Private default function arguments

Jesse Phillips jessekphillips+D at gmail.com
Fri Jan 15 11:25:09 PST 2010


bearophile Wrote:

> int foo3(int x, private int depth=0) {
>   ...
>   foo3(x+1); // OK  
>   foo3(x, depth + 1); // OK
>   ...
> }
> void main() {
>   int r = foo3(5); // OK
>   int r = foo3(5, 1); // Error  
>   int r = foo3(5, 0); // Error    
> }
> 
> Now the programmer is allowed to give/specify the "depth" argument only inside foo() itself :-)
> So the source code comment of foo1() is converted in foo3() into something that the compiler can enforce at compile-time.
> 
> Bye,
> bearophile

I don't think this gains very much and brings about the question about what use is:

int foo4(int x, package int depth=0) {...}

Sure this could be invalid but it is more consistent if private is allowed.

But I think that you'll find many people will just do it like this even with that feature:

public int bar(int x) { 
       bar(x, 0); 
}
private int bar(int x, int depth) { ... }

Documentation: you don't document the default depth. Yes make comments about it for those programming in that function, but bar(int x) is all that is needed for documentation.

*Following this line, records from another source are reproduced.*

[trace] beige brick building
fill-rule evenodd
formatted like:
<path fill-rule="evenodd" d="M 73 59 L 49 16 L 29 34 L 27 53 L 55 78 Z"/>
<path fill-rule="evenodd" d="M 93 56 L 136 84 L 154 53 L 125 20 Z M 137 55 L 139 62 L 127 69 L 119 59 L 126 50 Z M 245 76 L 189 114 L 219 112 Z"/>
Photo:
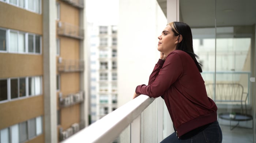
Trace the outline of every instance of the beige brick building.
<path fill-rule="evenodd" d="M 84 1 L 0 0 L 0 143 L 57 142 L 88 125 Z"/>

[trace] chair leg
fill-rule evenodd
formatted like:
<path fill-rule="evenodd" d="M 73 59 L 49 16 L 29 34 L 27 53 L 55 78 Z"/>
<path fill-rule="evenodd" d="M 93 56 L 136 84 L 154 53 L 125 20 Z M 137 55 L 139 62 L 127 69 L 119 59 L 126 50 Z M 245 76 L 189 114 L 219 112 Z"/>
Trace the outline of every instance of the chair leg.
<path fill-rule="evenodd" d="M 236 128 L 236 127 L 237 127 L 238 125 L 239 124 L 239 121 L 238 121 L 237 122 L 237 124 L 235 125 L 235 126 L 232 127 L 231 126 L 231 120 L 229 120 L 229 129 L 231 130 L 232 130 L 234 129 L 234 128 Z"/>

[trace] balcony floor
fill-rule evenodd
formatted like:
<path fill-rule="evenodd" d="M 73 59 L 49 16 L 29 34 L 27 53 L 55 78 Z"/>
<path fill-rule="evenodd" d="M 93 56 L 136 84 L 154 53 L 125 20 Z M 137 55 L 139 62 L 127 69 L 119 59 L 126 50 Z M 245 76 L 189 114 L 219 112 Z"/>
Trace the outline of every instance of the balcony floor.
<path fill-rule="evenodd" d="M 230 131 L 228 126 L 220 126 L 222 131 L 222 143 L 253 142 L 253 130 L 252 129 L 237 127 Z"/>

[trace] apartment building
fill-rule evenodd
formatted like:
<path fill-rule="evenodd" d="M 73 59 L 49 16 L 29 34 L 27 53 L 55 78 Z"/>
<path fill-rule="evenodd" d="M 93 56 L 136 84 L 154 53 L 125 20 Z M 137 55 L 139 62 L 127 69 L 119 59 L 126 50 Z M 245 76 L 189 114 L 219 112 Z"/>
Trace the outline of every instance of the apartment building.
<path fill-rule="evenodd" d="M 94 122 L 117 108 L 117 26 L 90 25 L 91 115 Z"/>
<path fill-rule="evenodd" d="M 0 0 L 0 143 L 60 142 L 88 125 L 84 1 Z"/>

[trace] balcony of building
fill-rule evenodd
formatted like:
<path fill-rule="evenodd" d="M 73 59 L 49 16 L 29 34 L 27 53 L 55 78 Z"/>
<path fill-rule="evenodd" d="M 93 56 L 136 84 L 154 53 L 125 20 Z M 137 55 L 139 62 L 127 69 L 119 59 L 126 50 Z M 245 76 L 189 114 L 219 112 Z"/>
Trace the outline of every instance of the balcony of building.
<path fill-rule="evenodd" d="M 83 60 L 63 59 L 60 57 L 58 61 L 59 72 L 82 72 L 84 69 Z"/>
<path fill-rule="evenodd" d="M 60 36 L 83 40 L 84 37 L 83 29 L 76 25 L 64 22 L 58 23 L 57 33 Z"/>
<path fill-rule="evenodd" d="M 79 91 L 73 94 L 65 96 L 61 92 L 59 93 L 59 106 L 64 108 L 79 104 L 83 102 L 84 99 L 84 91 Z M 64 96 L 64 97 L 63 97 Z"/>
<path fill-rule="evenodd" d="M 239 75 L 243 77 L 244 83 L 240 83 L 244 87 L 243 92 L 249 92 L 247 88 L 250 87 L 249 72 L 217 72 L 215 75 L 214 72 L 206 72 L 202 73 L 202 76 L 207 79 L 220 74 L 226 76 Z M 216 94 L 215 95 L 217 95 Z M 237 104 L 230 101 L 230 99 L 222 100 L 217 99 L 216 100 L 218 115 L 225 110 L 231 111 L 241 108 L 240 103 Z M 251 101 L 245 102 L 249 103 Z M 251 106 L 251 104 L 247 105 L 247 110 L 248 113 L 252 114 L 253 112 Z M 106 108 L 102 109 L 102 114 L 106 113 Z M 169 114 L 161 98 L 154 99 L 141 95 L 106 114 L 102 115 L 102 118 L 100 120 L 63 142 L 157 143 L 159 142 L 174 131 Z M 222 131 L 222 142 L 254 142 L 253 120 L 241 121 L 239 125 L 231 129 L 230 126 L 236 126 L 237 121 L 222 119 L 219 116 L 218 119 Z"/>
<path fill-rule="evenodd" d="M 84 8 L 84 1 L 82 0 L 62 0 L 67 3 L 78 8 Z"/>

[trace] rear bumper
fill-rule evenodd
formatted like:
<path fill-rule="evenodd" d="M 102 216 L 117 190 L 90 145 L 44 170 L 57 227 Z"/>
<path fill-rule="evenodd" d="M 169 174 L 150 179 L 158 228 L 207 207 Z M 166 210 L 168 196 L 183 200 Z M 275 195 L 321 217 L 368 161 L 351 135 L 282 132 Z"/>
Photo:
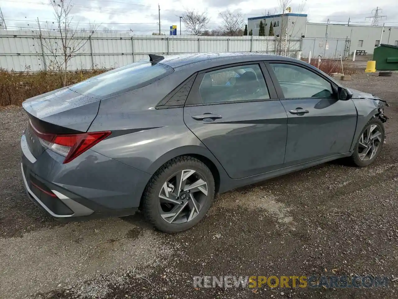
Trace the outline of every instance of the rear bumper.
<path fill-rule="evenodd" d="M 59 219 L 132 215 L 150 175 L 89 150 L 72 161 L 47 150 L 34 157 L 21 140 L 22 179 L 29 199 Z"/>

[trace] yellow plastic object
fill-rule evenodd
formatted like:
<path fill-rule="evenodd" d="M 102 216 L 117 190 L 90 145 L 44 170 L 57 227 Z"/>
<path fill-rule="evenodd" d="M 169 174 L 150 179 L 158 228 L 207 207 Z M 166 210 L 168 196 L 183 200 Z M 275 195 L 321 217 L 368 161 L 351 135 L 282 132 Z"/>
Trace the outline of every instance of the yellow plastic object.
<path fill-rule="evenodd" d="M 366 69 L 365 73 L 376 72 L 376 61 L 371 60 L 366 63 Z"/>

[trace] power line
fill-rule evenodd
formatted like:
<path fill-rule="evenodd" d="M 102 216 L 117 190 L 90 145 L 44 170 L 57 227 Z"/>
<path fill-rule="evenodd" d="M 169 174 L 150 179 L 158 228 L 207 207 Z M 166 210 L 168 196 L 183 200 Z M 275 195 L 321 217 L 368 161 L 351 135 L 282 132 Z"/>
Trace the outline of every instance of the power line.
<path fill-rule="evenodd" d="M 12 19 L 4 19 L 6 21 L 12 21 L 15 22 L 35 22 L 36 20 L 13 20 Z M 48 20 L 45 21 L 41 21 L 41 23 L 45 23 L 46 22 L 54 22 L 54 21 L 49 21 Z M 69 24 L 91 24 L 91 23 L 88 23 L 87 22 L 69 22 Z M 104 24 L 104 25 L 147 25 L 147 24 L 157 24 L 157 23 L 103 23 L 103 22 L 99 22 L 100 24 Z"/>
<path fill-rule="evenodd" d="M 372 10 L 372 12 L 375 12 L 375 14 L 371 17 L 366 17 L 365 18 L 365 20 L 366 19 L 373 19 L 372 21 L 372 26 L 378 26 L 378 19 L 382 18 L 384 18 L 384 17 L 386 17 L 386 16 L 379 16 L 378 12 L 379 11 L 382 12 L 383 10 L 377 6 L 376 8 L 375 8 Z"/>
<path fill-rule="evenodd" d="M 7 30 L 7 26 L 6 25 L 6 21 L 3 16 L 3 12 L 1 11 L 1 8 L 0 7 L 0 27 L 3 27 Z"/>

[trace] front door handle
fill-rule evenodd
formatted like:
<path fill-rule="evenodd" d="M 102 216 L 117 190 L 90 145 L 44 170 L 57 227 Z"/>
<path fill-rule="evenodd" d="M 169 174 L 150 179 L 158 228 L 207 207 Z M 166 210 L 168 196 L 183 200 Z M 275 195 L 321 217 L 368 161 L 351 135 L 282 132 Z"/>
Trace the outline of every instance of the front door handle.
<path fill-rule="evenodd" d="M 203 120 L 206 118 L 211 118 L 214 120 L 215 119 L 222 118 L 221 115 L 218 115 L 217 114 L 213 114 L 213 113 L 207 112 L 199 115 L 194 115 L 192 116 L 192 118 L 197 120 Z"/>
<path fill-rule="evenodd" d="M 292 114 L 304 114 L 305 113 L 309 113 L 310 112 L 308 110 L 304 110 L 303 109 L 297 108 L 294 110 L 289 110 L 290 112 Z"/>

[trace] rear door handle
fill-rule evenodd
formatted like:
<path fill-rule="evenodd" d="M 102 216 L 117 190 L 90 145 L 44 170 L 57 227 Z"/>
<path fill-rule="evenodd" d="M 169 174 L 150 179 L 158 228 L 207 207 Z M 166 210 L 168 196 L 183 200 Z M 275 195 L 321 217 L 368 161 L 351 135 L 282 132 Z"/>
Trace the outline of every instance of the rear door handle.
<path fill-rule="evenodd" d="M 207 112 L 199 115 L 194 115 L 192 116 L 192 118 L 197 120 L 203 120 L 206 118 L 211 118 L 214 120 L 215 119 L 222 118 L 221 115 L 218 115 L 217 114 L 213 114 L 213 113 Z"/>
<path fill-rule="evenodd" d="M 308 110 L 304 110 L 303 109 L 297 109 L 294 110 L 289 110 L 289 112 L 292 114 L 304 114 L 304 113 L 310 113 L 310 112 Z"/>

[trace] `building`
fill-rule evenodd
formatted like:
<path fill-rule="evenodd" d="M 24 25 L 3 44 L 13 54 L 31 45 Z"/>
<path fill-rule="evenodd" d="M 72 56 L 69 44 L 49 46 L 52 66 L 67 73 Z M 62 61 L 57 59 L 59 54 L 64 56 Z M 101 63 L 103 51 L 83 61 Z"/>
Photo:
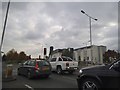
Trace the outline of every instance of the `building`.
<path fill-rule="evenodd" d="M 103 54 L 105 52 L 106 46 L 92 45 L 75 49 L 73 56 L 74 59 L 77 61 L 93 62 L 94 64 L 103 64 Z"/>
<path fill-rule="evenodd" d="M 74 52 L 73 48 L 56 49 L 51 52 L 50 58 L 60 57 L 60 56 L 67 56 L 73 58 L 73 52 Z"/>

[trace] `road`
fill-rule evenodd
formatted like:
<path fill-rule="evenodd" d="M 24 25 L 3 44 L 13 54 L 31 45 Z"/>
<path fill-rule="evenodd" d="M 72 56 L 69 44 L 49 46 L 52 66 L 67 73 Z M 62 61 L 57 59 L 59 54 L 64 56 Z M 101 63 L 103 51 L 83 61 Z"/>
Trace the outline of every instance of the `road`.
<path fill-rule="evenodd" d="M 14 70 L 16 80 L 10 82 L 3 82 L 2 88 L 78 88 L 77 87 L 77 74 L 63 74 L 58 75 L 55 72 L 51 74 L 49 78 L 35 78 L 32 80 L 27 79 L 24 76 L 17 76 L 16 70 Z"/>

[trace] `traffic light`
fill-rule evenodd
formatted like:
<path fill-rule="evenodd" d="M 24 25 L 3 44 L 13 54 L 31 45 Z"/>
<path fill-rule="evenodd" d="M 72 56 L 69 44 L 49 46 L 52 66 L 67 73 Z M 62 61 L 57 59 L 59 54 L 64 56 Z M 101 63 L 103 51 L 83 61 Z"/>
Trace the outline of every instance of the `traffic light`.
<path fill-rule="evenodd" d="M 44 55 L 47 54 L 47 48 L 44 48 Z"/>

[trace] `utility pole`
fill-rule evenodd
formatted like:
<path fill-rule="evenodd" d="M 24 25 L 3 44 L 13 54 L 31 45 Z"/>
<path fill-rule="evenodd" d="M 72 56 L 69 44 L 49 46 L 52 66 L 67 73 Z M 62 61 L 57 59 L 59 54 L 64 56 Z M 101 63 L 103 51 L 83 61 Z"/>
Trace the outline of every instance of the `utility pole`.
<path fill-rule="evenodd" d="M 98 19 L 91 17 L 88 15 L 85 11 L 81 10 L 83 14 L 85 14 L 89 18 L 89 24 L 90 24 L 90 46 L 91 46 L 91 62 L 93 64 L 93 53 L 92 53 L 92 31 L 91 31 L 91 19 L 97 21 Z"/>
<path fill-rule="evenodd" d="M 0 44 L 0 59 L 1 60 L 2 60 L 1 49 L 2 49 L 2 45 L 3 45 L 4 34 L 5 34 L 5 29 L 6 29 L 6 24 L 7 24 L 9 6 L 10 6 L 10 0 L 8 2 L 8 5 L 7 5 L 7 11 L 6 11 L 5 21 L 4 21 L 4 26 L 3 26 L 3 32 L 2 32 L 2 39 L 1 39 L 1 44 Z"/>

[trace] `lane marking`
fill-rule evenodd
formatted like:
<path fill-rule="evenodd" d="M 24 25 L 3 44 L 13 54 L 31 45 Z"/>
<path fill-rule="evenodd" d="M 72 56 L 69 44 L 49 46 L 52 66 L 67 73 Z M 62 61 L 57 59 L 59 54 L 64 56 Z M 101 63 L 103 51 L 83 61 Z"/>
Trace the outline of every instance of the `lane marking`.
<path fill-rule="evenodd" d="M 25 86 L 27 87 L 27 88 L 29 88 L 29 89 L 31 89 L 31 90 L 34 90 L 30 85 L 28 85 L 28 84 L 25 84 Z"/>
<path fill-rule="evenodd" d="M 57 76 L 57 77 L 56 77 Z M 76 80 L 76 78 L 72 78 L 72 77 L 67 77 L 67 76 L 60 76 L 60 75 L 54 75 L 53 76 L 54 78 L 53 79 L 58 79 L 58 80 L 60 80 L 61 78 L 63 78 L 63 79 L 68 79 L 68 80 L 72 80 L 72 81 L 75 81 Z M 60 78 L 61 77 L 61 78 Z"/>

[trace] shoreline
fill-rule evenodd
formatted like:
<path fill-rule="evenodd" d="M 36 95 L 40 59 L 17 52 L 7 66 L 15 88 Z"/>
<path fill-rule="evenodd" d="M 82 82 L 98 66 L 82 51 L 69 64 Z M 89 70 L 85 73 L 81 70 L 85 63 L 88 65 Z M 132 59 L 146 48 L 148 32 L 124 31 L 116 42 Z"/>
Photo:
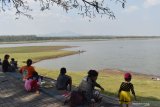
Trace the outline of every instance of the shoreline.
<path fill-rule="evenodd" d="M 137 73 L 137 72 L 133 72 L 133 71 L 124 71 L 124 70 L 119 70 L 119 69 L 109 69 L 109 68 L 106 68 L 106 69 L 103 69 L 103 70 L 99 70 L 99 72 L 106 72 L 106 73 L 109 73 L 109 74 L 117 74 L 117 75 L 124 75 L 124 73 L 126 72 L 129 72 L 135 76 L 143 76 L 145 78 L 160 78 L 160 76 L 157 76 L 157 75 L 151 75 L 151 74 L 144 74 L 144 73 Z"/>

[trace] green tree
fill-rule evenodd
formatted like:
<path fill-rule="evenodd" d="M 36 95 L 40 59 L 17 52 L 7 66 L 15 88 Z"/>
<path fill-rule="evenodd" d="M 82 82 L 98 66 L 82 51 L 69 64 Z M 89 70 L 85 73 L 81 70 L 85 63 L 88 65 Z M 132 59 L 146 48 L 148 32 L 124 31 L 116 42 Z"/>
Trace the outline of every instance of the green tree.
<path fill-rule="evenodd" d="M 32 0 L 0 0 L 0 12 L 6 11 L 6 9 L 15 9 L 16 15 L 24 15 L 32 18 L 28 11 L 32 11 L 29 6 L 29 1 Z M 50 9 L 51 6 L 57 4 L 64 8 L 66 12 L 71 9 L 77 9 L 78 14 L 94 18 L 96 15 L 104 16 L 107 15 L 109 18 L 115 18 L 112 10 L 107 6 L 108 0 L 33 0 L 40 4 L 40 10 L 44 11 Z M 126 0 L 113 0 L 122 4 L 125 7 Z"/>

Safe: Your complaint about the inner function doesn't seem to be a matter of safety (leaving off static won't crash or cause an incorrect result?).

Performance: One of D's goals is to make it easy to do the "right thing." I think performance can be part of this. Your complaint about static does fit here.

Clean: The degree your suggestion cleans up the code is minimal. I'm still trying to figure out what benefit Ruby's 'yield' gives one over passing a delegate to a function. It makes for cleaner code, but it seems to be a very simple concept that comes across as very complicated just because some magic stuff happens.